Do kids need to make a New Year's resolution? Here's what experts say.

Goals can be good — but also create pressure and anxiety.

Do kids need to make New Year's resolutions? Here's what experts say. (Photo: Getty)
Do kids need to make New Year's resolutions? Here's what experts say. (Photo: Getty)

From an incredibly young age, society hands us a clear message — you aren’t good enough as you are right now. This widespread “improvement” culture pervades all aspects of our lives, with Instagram ads pushing us to pursue clearer skin, smaller bodies and perfect parenting. Research shows children are developing self-esteem and body confidence issues as early as the 3-5 age group. And it’s not just looks — the self-improvement movement is a $10.4 billion industry, capitalizing on our need to always be better and different than what we are now.

Never is this trend more apparent than New Year’s, when almost half of us resolve to do or be something better, yet only 9% succeed. But, we do it again, year after year, only to disappoint ourselves by February. So, when my oldest son asked me what a New Year’s resolution was, I hesitated over how to explain it.

I realized if I taught him that this was a typical thing to do, that I might just be setting him up for the failure that all but that 9% had, because it’s a flawed concept. We aren’t really meant to up and change because the year has, expecting different results immediately. It might communicate to him that he’s not enough, not doing enough, not trying hard enough as it is.
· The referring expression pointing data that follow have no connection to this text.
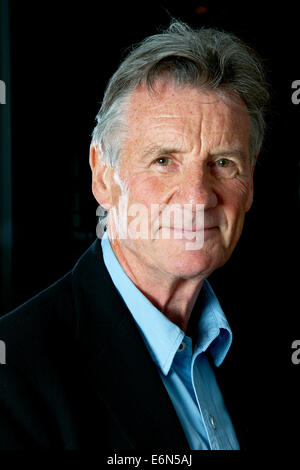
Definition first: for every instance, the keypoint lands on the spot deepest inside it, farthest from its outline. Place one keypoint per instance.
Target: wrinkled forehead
(171, 110)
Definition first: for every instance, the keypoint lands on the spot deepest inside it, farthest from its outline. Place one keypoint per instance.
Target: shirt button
(213, 422)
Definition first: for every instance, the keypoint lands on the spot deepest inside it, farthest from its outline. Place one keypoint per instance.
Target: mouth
(182, 233)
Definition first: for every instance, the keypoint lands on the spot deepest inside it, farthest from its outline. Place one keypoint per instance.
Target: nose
(197, 187)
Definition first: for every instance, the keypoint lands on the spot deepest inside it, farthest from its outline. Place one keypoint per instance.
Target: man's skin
(182, 146)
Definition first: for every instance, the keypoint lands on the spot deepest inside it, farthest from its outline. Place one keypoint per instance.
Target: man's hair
(207, 58)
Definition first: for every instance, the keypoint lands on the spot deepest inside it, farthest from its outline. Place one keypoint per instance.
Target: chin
(193, 263)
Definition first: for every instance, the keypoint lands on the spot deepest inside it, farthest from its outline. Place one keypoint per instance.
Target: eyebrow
(157, 150)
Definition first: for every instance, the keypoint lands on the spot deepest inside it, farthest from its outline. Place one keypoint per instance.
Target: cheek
(146, 189)
(236, 195)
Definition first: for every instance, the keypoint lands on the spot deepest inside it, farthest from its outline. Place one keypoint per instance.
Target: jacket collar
(113, 347)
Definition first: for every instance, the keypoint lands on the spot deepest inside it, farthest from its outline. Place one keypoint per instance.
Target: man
(123, 351)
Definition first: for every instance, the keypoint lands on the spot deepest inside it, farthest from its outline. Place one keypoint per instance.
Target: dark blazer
(78, 374)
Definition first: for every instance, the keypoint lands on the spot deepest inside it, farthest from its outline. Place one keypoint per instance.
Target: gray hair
(206, 58)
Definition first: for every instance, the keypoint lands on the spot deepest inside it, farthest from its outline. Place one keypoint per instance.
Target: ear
(250, 196)
(100, 178)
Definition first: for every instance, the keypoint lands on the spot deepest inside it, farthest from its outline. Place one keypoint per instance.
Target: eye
(163, 161)
(224, 163)
(224, 168)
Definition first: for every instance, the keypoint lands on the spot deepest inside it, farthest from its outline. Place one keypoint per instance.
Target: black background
(62, 55)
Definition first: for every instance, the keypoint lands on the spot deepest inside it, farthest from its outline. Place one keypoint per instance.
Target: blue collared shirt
(185, 370)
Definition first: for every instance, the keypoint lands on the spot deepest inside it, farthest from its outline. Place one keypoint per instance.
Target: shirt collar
(162, 337)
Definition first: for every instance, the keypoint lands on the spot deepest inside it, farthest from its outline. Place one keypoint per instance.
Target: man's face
(184, 146)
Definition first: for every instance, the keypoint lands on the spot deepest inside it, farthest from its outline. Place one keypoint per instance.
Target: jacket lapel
(117, 360)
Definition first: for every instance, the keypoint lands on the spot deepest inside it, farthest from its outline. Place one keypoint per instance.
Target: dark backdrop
(62, 54)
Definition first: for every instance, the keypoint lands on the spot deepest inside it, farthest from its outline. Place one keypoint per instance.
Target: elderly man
(122, 352)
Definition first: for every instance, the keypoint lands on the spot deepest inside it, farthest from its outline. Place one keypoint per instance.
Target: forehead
(185, 113)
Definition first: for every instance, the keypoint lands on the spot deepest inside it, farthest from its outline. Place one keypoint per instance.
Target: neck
(175, 297)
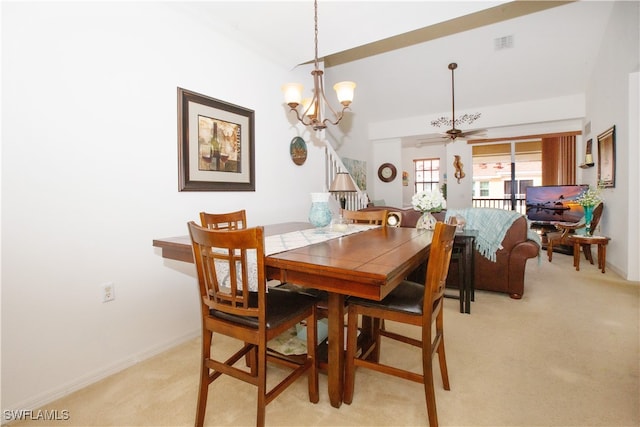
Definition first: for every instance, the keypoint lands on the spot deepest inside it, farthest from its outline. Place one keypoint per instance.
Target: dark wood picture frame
(607, 158)
(216, 147)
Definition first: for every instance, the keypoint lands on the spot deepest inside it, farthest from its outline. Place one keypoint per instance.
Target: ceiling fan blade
(473, 132)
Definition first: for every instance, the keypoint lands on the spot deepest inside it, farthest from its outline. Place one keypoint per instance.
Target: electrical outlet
(108, 292)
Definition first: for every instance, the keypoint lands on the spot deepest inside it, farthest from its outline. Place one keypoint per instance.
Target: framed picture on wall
(607, 158)
(216, 149)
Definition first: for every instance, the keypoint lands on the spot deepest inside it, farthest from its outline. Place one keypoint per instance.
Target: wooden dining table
(368, 264)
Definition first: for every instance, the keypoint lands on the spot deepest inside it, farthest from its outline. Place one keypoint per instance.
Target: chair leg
(429, 391)
(312, 355)
(587, 253)
(262, 385)
(349, 370)
(203, 390)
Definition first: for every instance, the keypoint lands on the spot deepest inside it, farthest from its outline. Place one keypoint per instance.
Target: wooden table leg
(335, 370)
(602, 256)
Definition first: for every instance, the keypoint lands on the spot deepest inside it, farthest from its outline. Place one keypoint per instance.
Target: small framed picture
(216, 150)
(607, 158)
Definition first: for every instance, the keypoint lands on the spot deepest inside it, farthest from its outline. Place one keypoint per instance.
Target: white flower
(428, 201)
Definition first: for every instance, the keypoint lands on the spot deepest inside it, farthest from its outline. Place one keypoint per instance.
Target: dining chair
(224, 221)
(253, 318)
(411, 303)
(561, 237)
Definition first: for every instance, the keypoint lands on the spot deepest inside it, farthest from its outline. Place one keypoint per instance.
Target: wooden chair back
(595, 219)
(437, 270)
(223, 271)
(403, 305)
(366, 217)
(224, 221)
(227, 262)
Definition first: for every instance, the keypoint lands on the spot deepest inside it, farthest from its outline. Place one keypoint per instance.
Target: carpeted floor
(567, 354)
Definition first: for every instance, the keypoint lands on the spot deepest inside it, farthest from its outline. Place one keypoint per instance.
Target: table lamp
(343, 183)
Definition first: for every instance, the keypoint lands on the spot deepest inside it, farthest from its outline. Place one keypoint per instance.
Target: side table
(579, 241)
(463, 255)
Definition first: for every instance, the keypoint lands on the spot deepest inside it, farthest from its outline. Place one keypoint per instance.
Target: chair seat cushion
(407, 297)
(281, 306)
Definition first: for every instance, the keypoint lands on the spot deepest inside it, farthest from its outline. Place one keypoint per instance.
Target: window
(484, 188)
(521, 185)
(427, 174)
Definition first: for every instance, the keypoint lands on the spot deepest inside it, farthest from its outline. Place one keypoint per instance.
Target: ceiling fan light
(292, 93)
(345, 91)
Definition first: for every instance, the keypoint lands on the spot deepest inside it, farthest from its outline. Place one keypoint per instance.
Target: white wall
(610, 95)
(89, 179)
Sean Tams, a pediatric psychologist at Nationwide Children’s Hospital in Columbus, Ohio, explains the difference between goal and resolutions (the latter of which tend to focus on limiting or correcting certain behaviors), and why that distinction matters in conversations like these with our kids.

“Goals are very important to humans — including kids and teens — because they help to motivate our behavior. Setting a goal and working toward it, or eventually achieving it, makes us feel good because of the sense of accomplishment we experience,” he says. “However, goals [or resolutions] that are framed around something that is seen as a deficit — such as not being fit enough, or not being smart enough — may contribute to feelings of anxiety or worthlessness." He adds that this is especially true if the person has a really hard time working toward improving that “deficit.”

While the word choice might seem like splitting hairs, it matters through the lens of the children’s mental health crisis, which has spiked amid the pandemic; 1 in 5 children has a mental health disorder, but only around 20% of those are getting the support they need. What young people don't need as they navigate that is a culture pushing them to be even better, thinner, more high achieving, more athletic and a million other “mores” than who they are right now.

It’s not that self-improvement doesn’t have its place; it does. Tams calls this “balanced thinking,” a skill we need to teach more than blindly determined resolutions. “I can see the areas where I can do better and I can see the areas I am already awesome,” he says, giving the example that a kid might want to become a better soccer player as a goal, and also acknowledge that they are already a great teammate. Not many resolutions are framed in this context, but rather through a lens of what is lacking.

There are benefits to setting goals — but fixating on a deficit can be harmful for children. (Photo: Getty)
There are benefits to setting goals — but fixating on a deficit can be harmful for children. (Photo: Getty)

It might not be the right time for these types of big changes, as well, according to clinical psychologist Lara Goodrich, who notes that coming off of holiday-related stress, ahead of returning to school after a big break and change of routine, isn’t likely to have “measurable pay-off.” She worries resolutions can make children believe they need to “earn” their way through a new year. “We don't want a child at the center of a glorified plan that is likely going to fall flat.”

But before we give up on New Year’s resolutions entirely, it seems there are some ways we can adapt or modify them to become meaningful learning opportunities. Here’s what our experts recommend:

  • Avoid negative wording such as “lose weight," Tams says.

  • Try making a SMART goal, which stands for: Specific, Measurable, Achievable, Relevant and Time-limited, he adds. This would turn a goal like “get healthier” into something more attainable and less vague such as “for the next month (time-limited), I am going to kick the soccer ball for 20 minutes every day after school (specific); I am going to write down every day that I practice (measurable) and I usually have a break after school before I do my homework (achievable); I really want to become a better soccer player before the spring season starts (relevant).”

  • Set goals around mental fitness, such as going to bed 30 minutes earlier, or writing down something you are grateful for or even taking a daily walk without your phone, Tams suggests.

  • Choose change that involves more than one person, such as a family challenge of increasing how many board games you conquer this year, or siblings choosing a favorite donation to deliver every few months, Goodrich suggests.

  • Try a reflection plus bucket list activity instead, looking back on what you want to do more of from last year, or try in the new year.

But it's also perfectly fine for your family to not partake.

Goodrich reminds parents that she sees some people thinking positive change must be continuous to be valid, but this is a “rigid and extreme” way to live, with a high cost for kids. “Being well is knowing when to lean in and knowing when to step back," she says. "If you’re a parent, remember that modeling the option to not make a New Year’s resolution can be meaningful and powerful too.”